The course aims to provide a solid working knowledge of the differences between ‘derivation’ and ‘structure’ in generative grammars and in the computational mechanisms that underlie those grammars. The main course text, Stephen Wolfram (2002) A New Kind of Science, provides a detailed set of elementary computational tools that can provide students with weekly exercises they must run on NYU computers. Through hands-on operation with Wolfram’s cellular automata, students will gain a thorough understanding of the differences between finite state automata and phrase structure grammars. We shall argue that the computational mechanisms that underlie human language capacities are finite state and that the only tree structures possible in human languages are those generable by finite state automata. This explains why there seem to be two types of ‘merge’ operation: one (two memory merge) on strings and one (three memory merge) defining phrases. A pure finite state grammar allows only two memory merge operations, and hence, if any tree is produced, the lowest (terminal) nodes may bear lexical labels, but no ‘higher’ nodes can bear labels, in some cases, because there are no higher nodes.

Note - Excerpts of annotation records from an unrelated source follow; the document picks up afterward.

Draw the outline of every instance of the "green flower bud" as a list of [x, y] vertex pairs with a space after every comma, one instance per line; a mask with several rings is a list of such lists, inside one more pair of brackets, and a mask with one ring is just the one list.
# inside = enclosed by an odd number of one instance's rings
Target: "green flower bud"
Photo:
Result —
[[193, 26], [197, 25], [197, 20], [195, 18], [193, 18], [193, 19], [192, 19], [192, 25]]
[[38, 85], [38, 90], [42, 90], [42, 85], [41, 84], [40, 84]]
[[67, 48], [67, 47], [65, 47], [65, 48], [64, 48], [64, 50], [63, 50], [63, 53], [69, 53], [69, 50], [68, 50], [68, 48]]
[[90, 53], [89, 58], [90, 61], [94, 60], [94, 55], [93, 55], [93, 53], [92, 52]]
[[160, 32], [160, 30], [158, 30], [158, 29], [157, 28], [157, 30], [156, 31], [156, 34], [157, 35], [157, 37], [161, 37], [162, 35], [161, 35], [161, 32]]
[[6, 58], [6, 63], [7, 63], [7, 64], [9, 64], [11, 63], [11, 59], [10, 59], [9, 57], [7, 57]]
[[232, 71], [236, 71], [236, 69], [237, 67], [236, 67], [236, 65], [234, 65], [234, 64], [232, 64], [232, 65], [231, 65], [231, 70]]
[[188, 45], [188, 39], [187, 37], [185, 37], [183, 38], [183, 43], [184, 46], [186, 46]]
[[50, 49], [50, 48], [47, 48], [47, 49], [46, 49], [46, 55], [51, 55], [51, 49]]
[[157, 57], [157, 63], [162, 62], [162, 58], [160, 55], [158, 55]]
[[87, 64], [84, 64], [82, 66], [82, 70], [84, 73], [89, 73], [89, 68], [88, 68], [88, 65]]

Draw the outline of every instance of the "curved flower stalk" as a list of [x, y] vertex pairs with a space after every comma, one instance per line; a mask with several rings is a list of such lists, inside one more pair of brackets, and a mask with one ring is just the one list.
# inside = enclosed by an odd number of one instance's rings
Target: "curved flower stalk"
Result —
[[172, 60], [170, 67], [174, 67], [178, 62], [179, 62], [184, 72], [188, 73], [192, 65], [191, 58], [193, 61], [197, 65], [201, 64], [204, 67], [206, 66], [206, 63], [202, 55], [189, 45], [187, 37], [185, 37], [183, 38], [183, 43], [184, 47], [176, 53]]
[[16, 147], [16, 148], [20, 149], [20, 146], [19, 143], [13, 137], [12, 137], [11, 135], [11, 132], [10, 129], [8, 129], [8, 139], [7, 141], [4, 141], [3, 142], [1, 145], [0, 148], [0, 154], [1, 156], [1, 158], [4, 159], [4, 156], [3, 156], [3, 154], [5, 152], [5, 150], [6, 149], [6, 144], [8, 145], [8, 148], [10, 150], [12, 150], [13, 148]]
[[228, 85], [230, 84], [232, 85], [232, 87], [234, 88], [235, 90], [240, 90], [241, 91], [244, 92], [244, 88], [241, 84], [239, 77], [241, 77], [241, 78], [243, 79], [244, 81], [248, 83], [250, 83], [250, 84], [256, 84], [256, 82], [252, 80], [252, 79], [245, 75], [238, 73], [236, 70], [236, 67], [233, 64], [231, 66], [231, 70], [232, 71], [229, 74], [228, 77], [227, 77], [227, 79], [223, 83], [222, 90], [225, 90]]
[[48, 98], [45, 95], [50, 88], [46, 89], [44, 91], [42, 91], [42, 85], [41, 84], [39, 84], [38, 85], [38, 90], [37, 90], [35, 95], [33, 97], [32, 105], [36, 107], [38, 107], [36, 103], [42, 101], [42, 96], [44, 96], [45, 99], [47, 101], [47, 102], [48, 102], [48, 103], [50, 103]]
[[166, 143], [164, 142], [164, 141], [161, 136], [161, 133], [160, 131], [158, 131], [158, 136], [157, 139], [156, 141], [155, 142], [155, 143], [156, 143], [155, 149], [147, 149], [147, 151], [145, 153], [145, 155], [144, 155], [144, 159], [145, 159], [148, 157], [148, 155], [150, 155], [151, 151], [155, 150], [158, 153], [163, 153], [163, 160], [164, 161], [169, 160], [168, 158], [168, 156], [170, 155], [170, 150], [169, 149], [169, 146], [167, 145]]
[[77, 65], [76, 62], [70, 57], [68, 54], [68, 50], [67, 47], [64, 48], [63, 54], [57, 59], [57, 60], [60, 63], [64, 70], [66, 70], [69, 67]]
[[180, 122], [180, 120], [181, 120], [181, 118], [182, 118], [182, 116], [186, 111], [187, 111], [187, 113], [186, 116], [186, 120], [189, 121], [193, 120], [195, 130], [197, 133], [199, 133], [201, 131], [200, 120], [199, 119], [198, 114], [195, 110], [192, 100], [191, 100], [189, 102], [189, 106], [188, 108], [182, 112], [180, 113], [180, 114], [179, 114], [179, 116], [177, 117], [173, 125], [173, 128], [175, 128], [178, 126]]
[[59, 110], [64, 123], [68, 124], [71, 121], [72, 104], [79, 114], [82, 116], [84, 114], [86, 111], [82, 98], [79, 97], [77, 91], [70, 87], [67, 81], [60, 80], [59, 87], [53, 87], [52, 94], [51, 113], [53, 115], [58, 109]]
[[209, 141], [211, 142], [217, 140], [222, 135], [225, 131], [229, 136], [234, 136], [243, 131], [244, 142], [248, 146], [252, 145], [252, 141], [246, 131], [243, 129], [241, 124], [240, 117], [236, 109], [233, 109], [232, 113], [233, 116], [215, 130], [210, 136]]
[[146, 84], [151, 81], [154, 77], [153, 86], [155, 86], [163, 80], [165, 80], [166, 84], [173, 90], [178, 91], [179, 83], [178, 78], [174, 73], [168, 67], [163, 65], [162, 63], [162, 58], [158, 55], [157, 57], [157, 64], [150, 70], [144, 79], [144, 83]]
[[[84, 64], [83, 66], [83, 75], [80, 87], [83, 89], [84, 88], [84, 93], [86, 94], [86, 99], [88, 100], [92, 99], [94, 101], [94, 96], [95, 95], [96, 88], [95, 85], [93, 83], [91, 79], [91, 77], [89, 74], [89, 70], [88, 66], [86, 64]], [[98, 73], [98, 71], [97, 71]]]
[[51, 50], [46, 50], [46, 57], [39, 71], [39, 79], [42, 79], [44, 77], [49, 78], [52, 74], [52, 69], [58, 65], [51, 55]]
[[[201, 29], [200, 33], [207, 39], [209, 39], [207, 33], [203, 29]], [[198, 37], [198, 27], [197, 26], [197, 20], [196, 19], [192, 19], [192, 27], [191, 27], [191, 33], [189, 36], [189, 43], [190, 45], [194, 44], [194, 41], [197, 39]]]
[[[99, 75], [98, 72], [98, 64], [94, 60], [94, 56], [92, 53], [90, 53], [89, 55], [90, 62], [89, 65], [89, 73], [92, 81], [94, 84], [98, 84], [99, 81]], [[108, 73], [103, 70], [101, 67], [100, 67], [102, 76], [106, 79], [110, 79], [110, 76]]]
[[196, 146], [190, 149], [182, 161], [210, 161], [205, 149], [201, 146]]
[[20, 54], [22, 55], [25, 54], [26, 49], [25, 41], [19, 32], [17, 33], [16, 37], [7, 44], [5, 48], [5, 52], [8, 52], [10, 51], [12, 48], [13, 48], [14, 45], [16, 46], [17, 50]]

Before Wolfram’s A New Kind of Science - which includes hundreds of simple programs that run on programs available at NYU (NKS Explorer and Mathematica) - there was no hands-on way for anyone to understand the problems of ‘derivation’ and ‘structures’ without learning to program in a higher level language (perl, lisp, prolog…). For this course, no student needs to learn to program, rather, all student projects only require students to design experiments in automata and enter a small set of parameters into the NKS programs to run the cellular automata.

The focus of the class is on the relation between computational process and structure, and specifically, on the mechanisms by which a small finite grammar can make precise explicit claims about an unbounded number of structures (infinite use of finite means). We will cast human language in the ethological perspective on Konrad Lorenz and relate the processes (but not the structures) of human language to the processes of animal intelligence.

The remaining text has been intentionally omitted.